Was there a time I could have stopped this train of feelings from barreling into my bloodstream?
“Tanner, I’ll only be gone two years.”
My laugh is so dry it’s dusty. “‘Only.’” I shake my head, blinking down to the ground at my feet. “Well, in that case, I’m totally not upset anymore.”
We fall into silence, and it’s like a block of ice has been dropped between us. I am an enormous jerk. I’m being such a baby right now; I’m making this endlessly awkward.
“Can you at least call me when you’re gone?” I ask. I don’t care anymore how crazy I must sound.
Sebastian shakes his head.
“E-mail, or . . . text?”
“I can e-mail family,” he clarifies. “I can go on Facebook but . . . only for church-related stuff.”
I feel when he turns to look at me, and the wind whips across my face so hard it hurts, but it also feels like the sky trying to slap some sense into me.
Wake up, Tanner.
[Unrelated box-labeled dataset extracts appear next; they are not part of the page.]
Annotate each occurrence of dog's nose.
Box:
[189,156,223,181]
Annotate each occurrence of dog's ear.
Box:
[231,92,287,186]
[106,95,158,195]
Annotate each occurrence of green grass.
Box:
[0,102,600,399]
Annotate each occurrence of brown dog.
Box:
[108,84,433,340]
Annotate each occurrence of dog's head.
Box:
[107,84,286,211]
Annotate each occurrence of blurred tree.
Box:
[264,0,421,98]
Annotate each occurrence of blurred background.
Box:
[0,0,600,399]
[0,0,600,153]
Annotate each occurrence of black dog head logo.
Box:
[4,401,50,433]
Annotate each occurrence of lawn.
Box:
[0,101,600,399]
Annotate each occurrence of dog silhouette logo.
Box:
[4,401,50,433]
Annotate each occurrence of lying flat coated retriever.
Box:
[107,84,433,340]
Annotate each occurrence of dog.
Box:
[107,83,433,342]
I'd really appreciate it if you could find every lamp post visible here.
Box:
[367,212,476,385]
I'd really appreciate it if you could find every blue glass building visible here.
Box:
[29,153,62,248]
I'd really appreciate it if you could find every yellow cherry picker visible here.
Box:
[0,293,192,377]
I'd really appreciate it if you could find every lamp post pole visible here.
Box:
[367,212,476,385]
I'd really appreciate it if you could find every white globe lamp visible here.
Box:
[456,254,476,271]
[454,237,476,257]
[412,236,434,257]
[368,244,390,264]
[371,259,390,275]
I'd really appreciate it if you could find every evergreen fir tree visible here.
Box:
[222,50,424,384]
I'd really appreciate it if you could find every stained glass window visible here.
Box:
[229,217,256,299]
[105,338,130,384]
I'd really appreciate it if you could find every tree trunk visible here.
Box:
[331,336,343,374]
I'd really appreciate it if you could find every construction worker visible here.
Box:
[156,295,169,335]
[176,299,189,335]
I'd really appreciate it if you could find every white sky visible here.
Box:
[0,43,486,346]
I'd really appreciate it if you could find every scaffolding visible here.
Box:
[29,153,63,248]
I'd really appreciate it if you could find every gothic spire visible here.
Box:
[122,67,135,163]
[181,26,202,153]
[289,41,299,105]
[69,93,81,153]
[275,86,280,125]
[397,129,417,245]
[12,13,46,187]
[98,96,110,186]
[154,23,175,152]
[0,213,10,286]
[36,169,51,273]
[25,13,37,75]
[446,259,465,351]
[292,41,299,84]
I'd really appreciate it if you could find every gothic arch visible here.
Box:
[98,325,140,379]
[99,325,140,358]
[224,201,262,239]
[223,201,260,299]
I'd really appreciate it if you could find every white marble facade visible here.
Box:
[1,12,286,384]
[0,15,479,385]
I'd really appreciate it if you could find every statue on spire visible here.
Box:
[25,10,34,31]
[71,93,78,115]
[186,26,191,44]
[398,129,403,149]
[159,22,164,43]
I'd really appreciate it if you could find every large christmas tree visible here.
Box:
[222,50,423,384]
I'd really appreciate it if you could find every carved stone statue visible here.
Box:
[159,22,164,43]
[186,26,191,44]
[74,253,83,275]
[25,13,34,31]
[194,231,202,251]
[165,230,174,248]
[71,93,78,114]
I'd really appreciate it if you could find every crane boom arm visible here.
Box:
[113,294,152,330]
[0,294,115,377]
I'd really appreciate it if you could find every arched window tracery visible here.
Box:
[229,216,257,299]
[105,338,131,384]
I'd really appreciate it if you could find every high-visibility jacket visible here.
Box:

Wake the hell up.
“Tanner, I don’t . . .” He rubs a hand on his face, shaking his head.
When he doesn’t finish the thought, I press. “You don’t what?”
“I don’t understand why you’re so upset.”
He’s fully staring at me, brows pulled down low. But it isn’t confusion there; at least I don’t think it is. I mean, I know he knows. Does he just want me to say it? Does he want me to say it so he can explain gently why us being together is impossible? Or does he want me to admit how I feel so he can . . . ?
I don’t actually care why. The words are this heavy boulder in my thoughts, in every waking thought, and if I don’t just let it roll straight out of me, it’s going to crash around and break everything delicate inside.
“I like you,” I say.
But when I look over, I see that these words aren’t enough; they don’t clear away the expression on his face. “And I know your church doesn’t allow that kind of feeling.”
He waits, so still, like he’s holding his breath.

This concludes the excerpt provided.